Christine Lagarde : « La finance islamique présente bien des avantages. » 

Quelques citations :
« La finance islamique présente bien des avantages » « Pour les banques qui souhaiteraient réaliser des opérations conformes aux dispositions de la charia , … [on] les engage à considérer le territoire français comme une terre d’accueil. »
"Pour les banques qui souhaiteraient réaliser des opérations conformes aux dispositions de la charia, et bien le territoire français est évidemment prêt à les accueillir."
Christine Lagarde

Dans la famille des proxénètes et autres mères maquerelles qui prostitueraient sans vergogne Marianne contre une poignée de pétrodollars, voici Christine Lagarde, Ministre de l’Économie, de l’Industrie et de l’Emploi qui s’adresse dans une vidéo au II ème Forum Français de la Finance Islamique organisé par Secure Finance et la Chambre de commerce franco-arabe à Paris le 26 novembre :



La ministre de l’économie, Christine Lagarde, persiste et signe dans la direction dont elle avait annoncé la couleur fin novembre.
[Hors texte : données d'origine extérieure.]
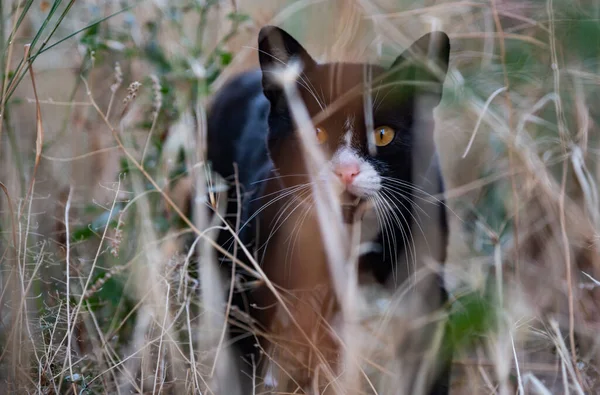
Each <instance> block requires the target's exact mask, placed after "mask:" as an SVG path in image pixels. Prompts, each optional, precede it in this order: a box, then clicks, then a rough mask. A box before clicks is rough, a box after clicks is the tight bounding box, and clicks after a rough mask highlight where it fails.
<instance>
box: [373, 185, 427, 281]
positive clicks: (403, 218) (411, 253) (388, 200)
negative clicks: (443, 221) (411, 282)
mask: <svg viewBox="0 0 600 395" xmlns="http://www.w3.org/2000/svg"><path fill="white" fill-rule="evenodd" d="M381 193H382V195H384V196H385V197H387V198H388V200H387V201H388V202H390V203H391V204H393V205H394V207H396V208H398V209H399V207H398V206H397V204H396V202H397V203H399V204H400V205H401V206H402V207H403V208H405V209H406V210H407V211H408V213H409V215H410V216H411V217H412V219H413V221H414V222H412V223H414V224H416V225H417V227H418V228H419V230H420V231H421V234H422V235H423V237H425V239H427V236H426V235H425V232H424V231H423V228H422V227H421V225H420V223H419V221H418V219H417V218H416V217H415V215H414V214H413V213H412V211H411V210H408V208H407V207H406V205H405V204H404V203H402V201H400V200H398V199H396V198H395V197H394V196H391V195H389V194H388V193H386V191H383V190H382V191H381ZM396 211H397V212H398V213H399V214H400V216H401V217H402V221H404V224H405V225H406V232H407V234H408V236H409V239H410V242H411V244H412V250H411V249H409V252H410V253H411V255H412V258H411V260H412V261H413V268H414V270H415V271H413V273H416V266H417V249H416V245H415V240H414V235H413V233H412V226H411V222H410V221H408V219H407V218H406V217H405V216H404V214H403V213H402V210H400V209H399V210H393V213H394V215H395V216H396ZM396 218H397V216H396ZM398 220H399V221H400V219H398Z"/></svg>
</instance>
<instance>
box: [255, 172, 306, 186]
mask: <svg viewBox="0 0 600 395" xmlns="http://www.w3.org/2000/svg"><path fill="white" fill-rule="evenodd" d="M286 177H308V174H306V173H297V174H285V175H281V174H278V175H276V176H273V177H268V178H262V179H260V180H256V181H254V182H252V183H250V185H256V184H260V183H262V182H267V181H271V180H278V179H281V178H286Z"/></svg>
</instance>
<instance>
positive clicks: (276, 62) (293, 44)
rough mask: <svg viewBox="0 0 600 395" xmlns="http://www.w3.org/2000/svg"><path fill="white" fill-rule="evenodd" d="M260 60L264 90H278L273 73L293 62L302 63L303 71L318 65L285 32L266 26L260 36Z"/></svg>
mask: <svg viewBox="0 0 600 395" xmlns="http://www.w3.org/2000/svg"><path fill="white" fill-rule="evenodd" d="M258 60H259V62H260V68H261V69H262V72H263V88H264V89H265V90H272V89H277V85H278V82H277V81H276V80H275V79H274V78H275V74H274V73H273V71H274V70H275V69H277V68H281V67H285V66H286V65H288V64H290V62H293V61H300V63H301V65H300V66H301V67H302V69H303V70H306V69H308V68H310V67H312V66H314V65H315V64H316V62H315V61H314V60H313V58H312V57H311V56H310V55H309V54H308V52H307V51H306V50H305V49H304V47H302V45H300V43H299V42H298V41H296V40H295V39H294V38H293V37H292V36H290V35H289V34H288V33H287V32H286V31H285V30H283V29H280V28H278V27H276V26H264V27H263V28H262V29H260V32H259V34H258Z"/></svg>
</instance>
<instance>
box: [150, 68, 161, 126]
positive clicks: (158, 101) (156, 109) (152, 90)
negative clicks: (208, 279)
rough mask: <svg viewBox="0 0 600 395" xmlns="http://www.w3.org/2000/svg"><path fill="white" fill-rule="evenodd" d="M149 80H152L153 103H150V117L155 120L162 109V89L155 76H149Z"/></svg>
mask: <svg viewBox="0 0 600 395" xmlns="http://www.w3.org/2000/svg"><path fill="white" fill-rule="evenodd" d="M150 79H151V80H152V91H153V93H154V101H153V102H152V116H153V117H154V118H156V117H157V116H158V112H159V111H160V109H161V107H162V93H161V89H162V87H161V85H160V80H159V79H158V77H157V76H156V75H154V74H153V75H151V76H150Z"/></svg>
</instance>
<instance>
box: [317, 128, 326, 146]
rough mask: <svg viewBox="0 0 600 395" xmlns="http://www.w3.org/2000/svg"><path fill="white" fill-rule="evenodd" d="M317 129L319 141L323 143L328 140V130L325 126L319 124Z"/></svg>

La France est donc désormais fin prête à s’ouvrir largement aux financements islamiques, et ce en suivant les règles islamiques, c’est à dire la charia. La France ne vaut-elle pas plus qu’une poignée de pétrodollars aux yeux de notre classe politique ?

Une réforme pour développer la finance islamique

La ministre de l’Economie Christine Lagarde veut agir en faveur de la finance islamique à travers une réforme législative qui sera mise en place à l’automne. L’objectif est de développer en France des produits financiers qui respectent la charia, notamment les fameux “sukuk” qui sont en quelque sorte des obligations islamiques permettant d’éviter le paiement des intérêts, ces derniers étant interdits dans la religion islamique.

Adaptation de la législation française à la charia

Christine Lagarde étant absente (elle accompagnait en effet le Premier ministre pour une visite en Irak), elle s’est exprimée jeudi dans le cadre du forum financier Paris Europlace par le biais d’une intervention vidéo dans laquelle elle a déclaré que le ministère des Finances “publiera d’ici la fin du mois une nouvelle instruction fiscale pour permettre le développement de nouveaux produits Ijarah et Istinah.“


“L’Ijara” s’apparente au crédit-bail. L’acheteur qui souhaite acquérir un bien le loue, s’acquitte d’un loyer, et le rachète éventuellement au terme du contrat. “L’Istinah” consiste à faire financer la production d’un bien par l’acheteur. L’acheteur fournit le capital, le vendeur produit le bien et le livre à une date ultérieure.


Pour appuyer ces aménagements, deux diplômes de finance islamique ont été créés à Strasbourg et à Paris. Depuis deux ans, la ministre s’est attelée au développement de la finance islamique en France. L’enjeu est notamment d’attirer les investisseurs du Golfe, actuellement plutôt tournés vers Londres ou Le Luxembourg, afin qu’ils contribuent au financement de l’économie française.